Saturday, September 14, 2019

TI-84 Plus CE and Casio fx-5800P: Highway Transition Spiral

TI-84 Plus CE and Casio fx-5800P:  Highway Transition Spiral

Introduction



For any given parameters of a highway transition spiral:

PI:  point of intersection of the vertices (X coordinate, Y coordinate; Program Variables A, B)
∆:  intersection angle  (Program variable I)
D_C:  degree of the curve (Program variable D)
L_S:  length of the spiral (Program variable L)

Outputs:

Z:  Angle between the radii of spiral at TS and SC
R:  radius of circular curve
TS:  point of intersection of main tangent and approach spiral   (Program Variables U, V)
SC:  point of intersection of main tangent and circular curve
ST:  short tangent

Formulas:

Z = L * D / 200

Z is in degrees
Convert Z to radians:  Q = Z * π /180

x = L * (1 - Q^2/10)
y = L * (Q/3 - Q^3/43)
k = x - R * sin Z
p = y - R * (1 - cos Z)
T = (R + P) tan (∆/2) + K
S = Y * csc Z = Y / sin Z

Coordinates of TS:
[ PI_X - intg(T/100),  PI_Y - 100 * frac(T/100)]

Coordinates of SC:
[ TS_X + intg(L/100), TS_Y + 100 * frac(L/100)]
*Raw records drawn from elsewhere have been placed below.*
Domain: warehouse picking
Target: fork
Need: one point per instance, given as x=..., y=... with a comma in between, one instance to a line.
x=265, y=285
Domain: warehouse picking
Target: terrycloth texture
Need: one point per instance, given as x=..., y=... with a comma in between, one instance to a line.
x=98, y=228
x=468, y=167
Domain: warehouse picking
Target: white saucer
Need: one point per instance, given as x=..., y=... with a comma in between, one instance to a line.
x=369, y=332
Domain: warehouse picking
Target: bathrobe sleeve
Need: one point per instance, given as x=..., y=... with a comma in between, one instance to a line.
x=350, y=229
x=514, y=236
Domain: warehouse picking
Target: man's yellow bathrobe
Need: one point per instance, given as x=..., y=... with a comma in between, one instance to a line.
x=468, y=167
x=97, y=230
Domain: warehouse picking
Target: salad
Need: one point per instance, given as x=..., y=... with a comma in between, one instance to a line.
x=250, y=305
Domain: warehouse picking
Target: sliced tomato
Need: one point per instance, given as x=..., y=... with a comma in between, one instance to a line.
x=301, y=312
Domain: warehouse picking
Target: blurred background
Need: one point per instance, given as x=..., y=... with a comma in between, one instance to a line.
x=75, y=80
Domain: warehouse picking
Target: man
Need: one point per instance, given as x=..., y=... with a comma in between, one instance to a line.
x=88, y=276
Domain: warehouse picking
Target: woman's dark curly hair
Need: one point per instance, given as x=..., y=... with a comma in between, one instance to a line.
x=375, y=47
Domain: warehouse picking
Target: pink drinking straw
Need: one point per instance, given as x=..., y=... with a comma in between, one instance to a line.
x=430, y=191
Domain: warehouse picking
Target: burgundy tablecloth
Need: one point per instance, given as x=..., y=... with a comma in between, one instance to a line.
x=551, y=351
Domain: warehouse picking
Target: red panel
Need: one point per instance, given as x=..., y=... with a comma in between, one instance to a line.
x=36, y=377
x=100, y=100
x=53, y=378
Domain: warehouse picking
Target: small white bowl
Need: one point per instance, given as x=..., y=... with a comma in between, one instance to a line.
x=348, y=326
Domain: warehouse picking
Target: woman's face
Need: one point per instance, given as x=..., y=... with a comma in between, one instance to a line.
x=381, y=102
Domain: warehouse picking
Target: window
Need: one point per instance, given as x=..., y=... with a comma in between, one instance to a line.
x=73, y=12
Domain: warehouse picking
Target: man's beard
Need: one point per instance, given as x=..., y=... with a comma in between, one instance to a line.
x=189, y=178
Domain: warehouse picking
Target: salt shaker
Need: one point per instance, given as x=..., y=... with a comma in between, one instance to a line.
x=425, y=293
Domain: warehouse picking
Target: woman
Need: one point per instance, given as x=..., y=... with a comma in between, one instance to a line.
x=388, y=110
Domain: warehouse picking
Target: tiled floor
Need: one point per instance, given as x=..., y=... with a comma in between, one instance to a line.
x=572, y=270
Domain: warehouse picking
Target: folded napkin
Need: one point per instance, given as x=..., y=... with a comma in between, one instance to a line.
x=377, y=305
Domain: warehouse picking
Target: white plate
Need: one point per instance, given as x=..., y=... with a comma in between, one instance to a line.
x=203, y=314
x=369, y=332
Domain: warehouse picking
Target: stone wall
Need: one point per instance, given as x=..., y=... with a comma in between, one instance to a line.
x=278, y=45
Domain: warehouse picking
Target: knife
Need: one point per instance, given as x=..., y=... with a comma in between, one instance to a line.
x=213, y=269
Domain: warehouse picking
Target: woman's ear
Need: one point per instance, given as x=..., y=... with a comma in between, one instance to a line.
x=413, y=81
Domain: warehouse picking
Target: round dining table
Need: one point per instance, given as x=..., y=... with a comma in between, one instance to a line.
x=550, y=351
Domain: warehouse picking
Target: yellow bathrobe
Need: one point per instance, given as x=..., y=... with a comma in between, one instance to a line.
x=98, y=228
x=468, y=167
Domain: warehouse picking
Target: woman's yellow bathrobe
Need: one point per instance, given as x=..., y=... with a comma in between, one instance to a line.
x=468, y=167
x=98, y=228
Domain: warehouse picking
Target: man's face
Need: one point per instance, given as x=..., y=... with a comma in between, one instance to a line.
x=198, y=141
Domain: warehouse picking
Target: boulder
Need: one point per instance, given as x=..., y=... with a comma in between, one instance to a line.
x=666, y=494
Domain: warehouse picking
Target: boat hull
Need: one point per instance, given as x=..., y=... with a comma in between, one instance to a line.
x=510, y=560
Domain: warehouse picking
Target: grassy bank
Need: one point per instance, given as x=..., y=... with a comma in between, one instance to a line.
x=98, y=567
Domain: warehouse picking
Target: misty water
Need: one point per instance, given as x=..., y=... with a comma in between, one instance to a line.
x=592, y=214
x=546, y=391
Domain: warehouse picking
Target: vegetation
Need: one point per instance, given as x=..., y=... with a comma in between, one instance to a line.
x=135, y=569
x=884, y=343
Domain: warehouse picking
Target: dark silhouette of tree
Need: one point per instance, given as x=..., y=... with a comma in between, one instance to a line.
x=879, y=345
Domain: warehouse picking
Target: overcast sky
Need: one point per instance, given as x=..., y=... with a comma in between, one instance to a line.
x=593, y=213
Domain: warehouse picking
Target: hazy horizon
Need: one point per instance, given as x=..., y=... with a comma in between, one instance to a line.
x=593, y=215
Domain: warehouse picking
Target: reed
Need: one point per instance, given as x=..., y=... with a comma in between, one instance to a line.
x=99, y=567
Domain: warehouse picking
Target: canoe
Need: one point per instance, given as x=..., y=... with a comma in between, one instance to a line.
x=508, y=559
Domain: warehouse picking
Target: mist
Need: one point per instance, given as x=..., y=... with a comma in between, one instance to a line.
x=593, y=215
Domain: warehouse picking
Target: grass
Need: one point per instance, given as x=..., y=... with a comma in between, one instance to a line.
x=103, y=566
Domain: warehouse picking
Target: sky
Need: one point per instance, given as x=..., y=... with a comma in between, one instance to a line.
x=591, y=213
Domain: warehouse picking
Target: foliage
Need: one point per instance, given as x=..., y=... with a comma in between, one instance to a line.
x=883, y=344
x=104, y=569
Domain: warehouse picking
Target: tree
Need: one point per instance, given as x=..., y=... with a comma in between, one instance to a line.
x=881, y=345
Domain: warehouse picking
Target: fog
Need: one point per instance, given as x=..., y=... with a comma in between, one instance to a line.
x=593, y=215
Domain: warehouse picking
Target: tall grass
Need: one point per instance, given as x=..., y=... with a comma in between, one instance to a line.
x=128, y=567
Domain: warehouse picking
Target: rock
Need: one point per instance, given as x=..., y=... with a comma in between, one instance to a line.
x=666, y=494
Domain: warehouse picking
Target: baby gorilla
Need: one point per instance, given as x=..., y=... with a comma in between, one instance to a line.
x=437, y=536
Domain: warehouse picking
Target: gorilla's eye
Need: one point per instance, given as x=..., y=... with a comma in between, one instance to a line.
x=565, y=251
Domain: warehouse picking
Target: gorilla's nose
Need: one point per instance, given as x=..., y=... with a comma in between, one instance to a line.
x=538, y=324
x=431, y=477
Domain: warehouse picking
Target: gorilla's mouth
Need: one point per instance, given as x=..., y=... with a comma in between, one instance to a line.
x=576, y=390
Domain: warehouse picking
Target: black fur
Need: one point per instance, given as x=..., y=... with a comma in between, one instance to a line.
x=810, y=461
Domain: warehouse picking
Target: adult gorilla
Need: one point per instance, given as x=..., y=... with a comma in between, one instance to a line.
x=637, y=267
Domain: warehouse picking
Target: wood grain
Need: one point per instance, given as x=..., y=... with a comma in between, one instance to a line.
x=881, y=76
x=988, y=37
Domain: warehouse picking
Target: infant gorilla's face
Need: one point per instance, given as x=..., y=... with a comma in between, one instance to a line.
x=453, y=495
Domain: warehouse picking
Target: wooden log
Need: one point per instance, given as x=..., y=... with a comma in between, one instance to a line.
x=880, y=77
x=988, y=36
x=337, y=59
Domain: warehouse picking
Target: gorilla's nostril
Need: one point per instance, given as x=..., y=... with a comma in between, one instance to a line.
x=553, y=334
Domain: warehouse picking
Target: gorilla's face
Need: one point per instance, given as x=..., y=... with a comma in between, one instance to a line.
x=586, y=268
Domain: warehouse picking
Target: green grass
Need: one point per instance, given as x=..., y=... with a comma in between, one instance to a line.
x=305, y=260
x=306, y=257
TI-84 Plus CE Program HYSPIRAL
(program to be typed)

Degree
"EWS 2019-08-03"
Disp "HWY SPIRAL"
Input "PI X: ",A
Input "+ PI Y: ",B
Input "INT-ANGLE: ",I
Input "LENGTH: ",L
Input "DEGREE: ",D
L*D/200→Z
100/(D*π/180)→R
Zπ/180→Q
L(1-Q²/10)→X
L(Q/3-Q³/43)→Y
X-R sin(Z)→K
Y-R (1-cos(Z))→P
(R+P) tan(I/2)+K→T
Y/sin(Z)→S
Disp "ANGLE TS-SC:",Z,"RADIUS:",R
Pause
A-iPart(0.01T)→U
B-100 fPart(0.01T)→V
Disp "TS:",U,"+",V
Pause
Disp "SC:",U+iPart(0.01L),"+",V+100 fPart(0.01L)
Pause
Disp "ST:",S

Casio fx-5800P Program HWYSPIRAL

Deg
"HIGHWAY SPIRAL"
"PI X: "?→A
"PI Y: "?→B
"INT-ANGLE: "?→I
"LENGTH: "?→L
"DEGREE: "?→D
L*D÷200→Z
100÷(D*π÷180)→R
Z*π÷180→Q
L*(1-Q²÷10)→X
L*(Q÷3-Q^(3)÷43)→Y
X-R sin(Z)→K
Y-R (1-cos(Z))→P
(R+P) tan(I÷2)+K→T
Y÷sin(Z)→S
"ANGLE TS-SC:"
Z⊿
"RADIUS:"
R⊿
A-Int(0.01T)→U
B-100 Frac(0.01T)→V
"TS X:"
U⊿
"TS Y:"
V⊿
"SC X:"
U+Int(0.01L)⊿
"SC Y:"
V+100 Frac(0.01L)⊿
"ST:"
S

Example

A highway with a transition spiral is at station 50 + 64.84, with the intersection angle 50°, and the degree of the curve at 6°.  The length of the curve is said to be 360 ft.

Inputs:

PI X = 50
PI Y = 64.84
INT-ANGLE = 50
LENGTH = 360
DEGREE = 6

Outputs:

ANGLE TS-SC = 10.8
RADIUS = 954.9296586
TS:  (X + Y) = 44 + 37.12990632
SC:  (X + Y) = 47 + 97.12990632
ST = 120.4143341

Source:

Hicks, Tyler P.E.  Handbook of Civil Engineering Calculations McGraw Hill: New York.  2000  ISBN 0-07-028814-3


Eddie

All original content copyright, © 2011-2019.  Edward Shore.   Unauthorized use and/or unauthorized distribution for commercial purposes without express and written permission from the author is strictly prohibited.  This blog entry may be distributed for noncommercial purposes, provided that full credit is given to the author.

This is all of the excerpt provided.